C’était un article du Pour la science n° 376 du mois de février (donc ce n’est plus en kiosque), pages 22 et suivantes.

Réponse mitigée :

Les milieux isolés

Sur les milieux fermés, notamment les îles, la réponse est oui. Les cas abondent, par exemple aux Aléoutiennes : là où on a introduit les renards, les oiseaux sont beaucoup plus rares, le guano disparaît presque, et la prairie devient une toundra.

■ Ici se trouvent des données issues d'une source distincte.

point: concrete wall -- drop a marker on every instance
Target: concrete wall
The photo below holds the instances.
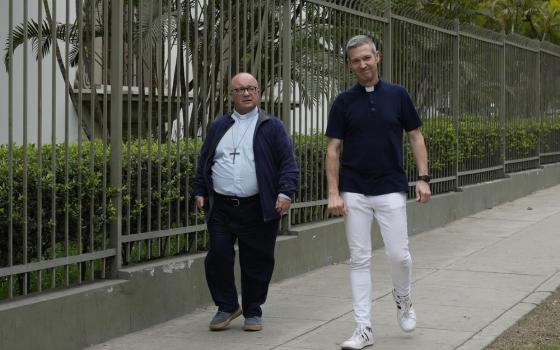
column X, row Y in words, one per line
column 154, row 292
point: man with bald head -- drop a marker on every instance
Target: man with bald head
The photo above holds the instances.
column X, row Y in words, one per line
column 245, row 181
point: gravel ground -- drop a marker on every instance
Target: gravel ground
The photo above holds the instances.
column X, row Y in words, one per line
column 538, row 330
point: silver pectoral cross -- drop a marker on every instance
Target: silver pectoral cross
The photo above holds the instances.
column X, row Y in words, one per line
column 234, row 153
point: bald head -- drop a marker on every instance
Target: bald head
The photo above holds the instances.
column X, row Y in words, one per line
column 245, row 94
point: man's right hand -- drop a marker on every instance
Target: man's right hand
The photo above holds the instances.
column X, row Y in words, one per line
column 199, row 200
column 336, row 204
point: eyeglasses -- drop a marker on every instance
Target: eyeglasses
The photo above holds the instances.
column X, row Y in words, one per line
column 241, row 91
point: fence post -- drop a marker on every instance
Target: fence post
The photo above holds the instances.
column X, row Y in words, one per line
column 286, row 88
column 455, row 98
column 387, row 44
column 538, row 108
column 116, row 131
column 503, row 101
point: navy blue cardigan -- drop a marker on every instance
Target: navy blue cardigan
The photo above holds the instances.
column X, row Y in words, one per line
column 274, row 162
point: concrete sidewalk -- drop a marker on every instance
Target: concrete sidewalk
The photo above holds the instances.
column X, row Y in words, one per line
column 473, row 278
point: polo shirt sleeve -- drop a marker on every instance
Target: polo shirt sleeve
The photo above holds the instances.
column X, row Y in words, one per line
column 410, row 118
column 335, row 124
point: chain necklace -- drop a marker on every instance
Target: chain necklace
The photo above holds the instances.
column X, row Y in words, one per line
column 235, row 142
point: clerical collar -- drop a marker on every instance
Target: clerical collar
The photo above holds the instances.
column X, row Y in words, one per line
column 247, row 115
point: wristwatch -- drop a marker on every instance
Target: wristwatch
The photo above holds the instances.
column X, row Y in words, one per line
column 425, row 178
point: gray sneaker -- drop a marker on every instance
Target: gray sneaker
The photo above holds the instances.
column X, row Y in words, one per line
column 222, row 319
column 252, row 324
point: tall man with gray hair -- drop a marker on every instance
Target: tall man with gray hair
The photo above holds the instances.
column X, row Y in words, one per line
column 368, row 180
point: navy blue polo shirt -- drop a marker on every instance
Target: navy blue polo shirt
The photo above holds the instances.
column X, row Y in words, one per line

Pour la perche du Nil introduite dans le lac Victoria, qui a remplacé plusieurs espèces locales, c’est moins clair, la pollution peut avoir joué.

Les milieux ouverts

Et justement, l’intervention de l’homme semble plutôt la cause de l’installation d’espèces « exotiques », ou plus exactement « généralistes », peu exigeantes, mobiles, aimant les déchets, les nitrates et les milieux ouverts comme les champs, à la place d’espèces locales spécialisées. Ces dernières commencent par être affaiblies par la pollution, la déforestation, l’agriculture intensive... puis arrivent les espèces exotiques ou généralistes — elles ne sont donc pas la cause.

Exemples :

  • dans les grands lacs américains, la moule locale a été victime de l’asphyxie puis les moules zébrées européennes se sont répandues ;
  • les orties aiment l’azote : la pollution aux nitrates les avantage ;
  • l’ibis sacré est une des espèces invasives en France, mais la plupart des envahisseurs sont des généralistes locaux : pigeon ramier, merle, rouge-gorge !
  • ça ne date pas d’hier : coquelicot et bleuet sont des envahisseurs moyen-orientaux qui aiment les prairies... et ont suivi l’expansion de l’agriculture !

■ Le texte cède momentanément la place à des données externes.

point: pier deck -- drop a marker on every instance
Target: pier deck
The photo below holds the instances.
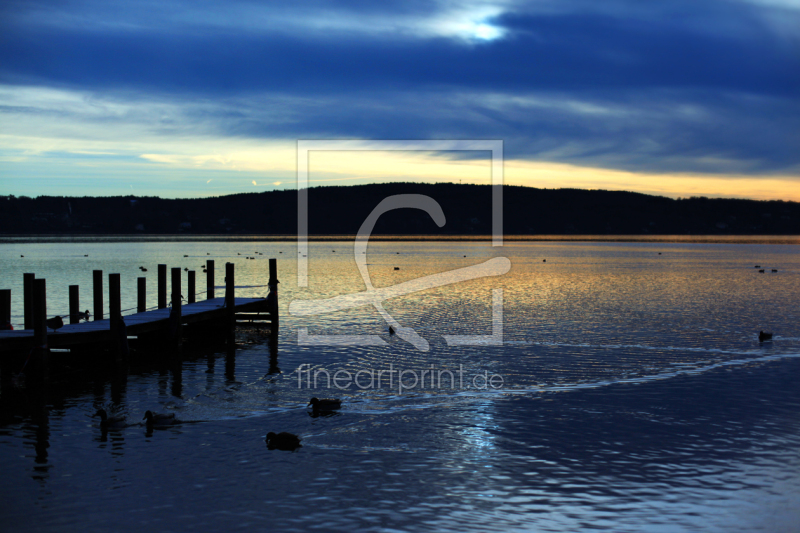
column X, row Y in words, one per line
column 97, row 331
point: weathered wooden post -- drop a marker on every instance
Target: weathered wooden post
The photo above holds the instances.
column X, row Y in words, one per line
column 162, row 286
column 175, row 313
column 97, row 293
column 272, row 299
column 40, row 319
column 27, row 299
column 141, row 295
column 209, row 279
column 74, row 304
column 115, row 315
column 190, row 287
column 230, row 301
column 5, row 307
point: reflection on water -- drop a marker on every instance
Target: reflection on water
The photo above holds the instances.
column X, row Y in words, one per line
column 635, row 397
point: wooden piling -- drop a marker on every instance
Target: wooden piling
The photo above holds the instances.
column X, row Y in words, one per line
column 229, row 300
column 39, row 313
column 162, row 286
column 176, row 304
column 209, row 279
column 27, row 299
column 141, row 295
column 97, row 290
column 5, row 306
column 74, row 304
column 190, row 283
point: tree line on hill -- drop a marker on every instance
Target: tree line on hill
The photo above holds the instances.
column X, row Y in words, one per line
column 342, row 210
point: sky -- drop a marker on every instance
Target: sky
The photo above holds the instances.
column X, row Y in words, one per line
column 206, row 98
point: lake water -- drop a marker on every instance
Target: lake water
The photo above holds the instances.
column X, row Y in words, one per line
column 629, row 393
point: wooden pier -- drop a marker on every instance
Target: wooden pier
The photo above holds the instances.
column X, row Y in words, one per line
column 164, row 324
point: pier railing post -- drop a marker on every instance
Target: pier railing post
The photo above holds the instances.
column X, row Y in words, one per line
column 97, row 290
column 272, row 299
column 190, row 288
column 162, row 286
column 141, row 295
column 74, row 304
column 209, row 279
column 230, row 300
column 115, row 313
column 175, row 314
column 5, row 307
column 40, row 319
column 27, row 299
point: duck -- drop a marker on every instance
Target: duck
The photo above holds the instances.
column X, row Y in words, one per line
column 160, row 419
column 283, row 441
column 55, row 323
column 325, row 404
column 113, row 422
column 83, row 316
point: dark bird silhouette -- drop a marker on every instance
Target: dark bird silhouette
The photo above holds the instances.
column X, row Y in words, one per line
column 160, row 419
column 55, row 323
column 110, row 422
column 325, row 404
column 283, row 441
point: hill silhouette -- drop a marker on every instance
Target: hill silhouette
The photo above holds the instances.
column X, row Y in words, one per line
column 342, row 210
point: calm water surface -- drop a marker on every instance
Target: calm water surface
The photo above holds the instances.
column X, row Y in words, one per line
column 632, row 395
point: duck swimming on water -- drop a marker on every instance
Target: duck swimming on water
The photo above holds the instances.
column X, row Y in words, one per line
column 325, row 404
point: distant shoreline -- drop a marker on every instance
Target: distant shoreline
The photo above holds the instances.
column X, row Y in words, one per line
column 698, row 239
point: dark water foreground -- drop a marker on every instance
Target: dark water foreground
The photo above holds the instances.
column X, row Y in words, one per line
column 708, row 450
column 635, row 397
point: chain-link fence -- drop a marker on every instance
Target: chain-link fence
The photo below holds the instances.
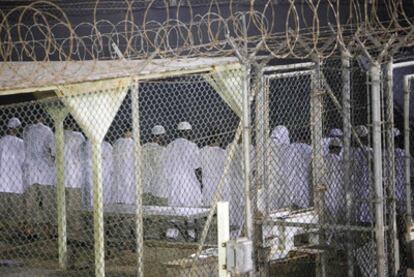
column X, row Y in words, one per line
column 121, row 178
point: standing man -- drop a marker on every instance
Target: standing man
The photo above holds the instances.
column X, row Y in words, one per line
column 154, row 180
column 40, row 177
column 183, row 169
column 40, row 150
column 12, row 156
column 123, row 155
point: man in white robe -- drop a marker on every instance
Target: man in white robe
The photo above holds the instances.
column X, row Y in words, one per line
column 280, row 173
column 154, row 179
column 182, row 169
column 40, row 150
column 124, row 169
column 12, row 156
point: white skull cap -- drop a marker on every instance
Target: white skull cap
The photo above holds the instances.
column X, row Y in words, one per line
column 362, row 131
column 280, row 135
column 184, row 126
column 396, row 132
column 336, row 133
column 14, row 123
column 336, row 142
column 157, row 130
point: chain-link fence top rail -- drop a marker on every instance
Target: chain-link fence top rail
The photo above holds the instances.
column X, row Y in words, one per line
column 47, row 31
column 176, row 202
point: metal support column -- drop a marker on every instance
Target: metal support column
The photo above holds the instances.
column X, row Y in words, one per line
column 246, row 153
column 223, row 236
column 60, row 189
column 138, row 181
column 347, row 126
column 98, row 228
column 317, row 158
column 407, row 164
column 391, row 165
column 375, row 71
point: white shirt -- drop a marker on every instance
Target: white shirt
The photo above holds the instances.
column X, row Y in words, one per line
column 154, row 180
column 182, row 159
column 39, row 166
column 124, row 170
column 12, row 156
column 212, row 163
column 73, row 159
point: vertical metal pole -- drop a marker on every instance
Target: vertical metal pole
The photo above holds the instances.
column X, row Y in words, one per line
column 223, row 236
column 317, row 157
column 246, row 153
column 262, row 133
column 375, row 71
column 60, row 189
column 346, row 110
column 407, row 165
column 138, row 182
column 98, row 221
column 391, row 164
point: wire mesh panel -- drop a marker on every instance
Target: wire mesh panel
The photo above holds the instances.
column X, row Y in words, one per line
column 70, row 199
column 317, row 219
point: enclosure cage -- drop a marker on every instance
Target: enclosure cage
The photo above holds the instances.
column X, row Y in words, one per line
column 100, row 204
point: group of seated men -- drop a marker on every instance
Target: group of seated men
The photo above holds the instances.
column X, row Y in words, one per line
column 183, row 174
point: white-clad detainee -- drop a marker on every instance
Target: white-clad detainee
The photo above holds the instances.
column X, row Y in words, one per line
column 280, row 170
column 361, row 178
column 124, row 169
column 154, row 179
column 212, row 163
column 108, row 184
column 73, row 158
column 40, row 150
column 183, row 169
column 300, row 162
column 335, row 193
column 12, row 156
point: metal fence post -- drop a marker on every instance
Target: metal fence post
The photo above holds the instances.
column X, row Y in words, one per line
column 138, row 188
column 223, row 236
column 317, row 157
column 375, row 71
column 391, row 164
column 246, row 153
column 407, row 165
column 346, row 110
column 98, row 229
column 60, row 190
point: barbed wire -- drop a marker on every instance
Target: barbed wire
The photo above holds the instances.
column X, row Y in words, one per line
column 44, row 31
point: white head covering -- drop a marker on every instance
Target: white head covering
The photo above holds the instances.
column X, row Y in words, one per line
column 336, row 133
column 184, row 126
column 336, row 142
column 14, row 123
column 361, row 131
column 396, row 132
column 280, row 135
column 158, row 130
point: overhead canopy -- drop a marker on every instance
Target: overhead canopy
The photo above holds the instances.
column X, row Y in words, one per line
column 23, row 77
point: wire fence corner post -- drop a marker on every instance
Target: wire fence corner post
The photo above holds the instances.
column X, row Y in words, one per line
column 375, row 72
column 138, row 180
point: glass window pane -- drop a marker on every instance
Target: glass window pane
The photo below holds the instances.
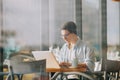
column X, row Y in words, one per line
column 113, row 29
column 91, row 23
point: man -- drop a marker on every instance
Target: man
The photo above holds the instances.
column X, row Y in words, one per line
column 75, row 48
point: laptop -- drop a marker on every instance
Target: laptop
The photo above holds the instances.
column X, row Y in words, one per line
column 38, row 55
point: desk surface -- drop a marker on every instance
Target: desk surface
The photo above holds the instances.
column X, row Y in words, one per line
column 51, row 63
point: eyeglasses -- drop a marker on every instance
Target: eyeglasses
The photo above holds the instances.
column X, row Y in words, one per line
column 66, row 35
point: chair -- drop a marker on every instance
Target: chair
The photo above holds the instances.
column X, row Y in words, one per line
column 20, row 64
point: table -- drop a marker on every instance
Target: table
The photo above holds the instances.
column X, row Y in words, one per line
column 51, row 63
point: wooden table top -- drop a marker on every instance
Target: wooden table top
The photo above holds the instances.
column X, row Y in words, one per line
column 51, row 63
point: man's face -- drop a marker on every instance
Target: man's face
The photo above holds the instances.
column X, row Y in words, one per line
column 65, row 35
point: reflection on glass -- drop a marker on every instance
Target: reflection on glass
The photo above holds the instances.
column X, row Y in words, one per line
column 91, row 24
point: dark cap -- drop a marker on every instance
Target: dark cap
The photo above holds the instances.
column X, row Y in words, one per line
column 70, row 26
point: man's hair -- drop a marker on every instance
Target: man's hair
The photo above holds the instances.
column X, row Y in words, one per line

Au final, on observe une sorte d’« homogénéisation biotique » avec expansion de quelques espèces et raréfaction de la plupart (perte de biodiversité à la clé). Des indicateurs ont été mis au point qu’il serait fastidieux d’énumérer ici. En gros, plus la proportion d’espèces généralistes est forte, plus on peut considérer que le milieu naturel est perturbé (par l’homme, directement ou pas).

Moralité

Les espèces étrangères sont des boucs émissaires. La distinction est plutôt à faire entre espèces spécialisées d’un milieu et espèces généralistes, locales ou non. La biodiversité va continuer à en prendre un sacré coup à cause de la pollution et des techniques agricoles... (Bien noter qu’on ne parle pas ici de la lointaine jungle africaine, mais aussi des campagnes occidentales.)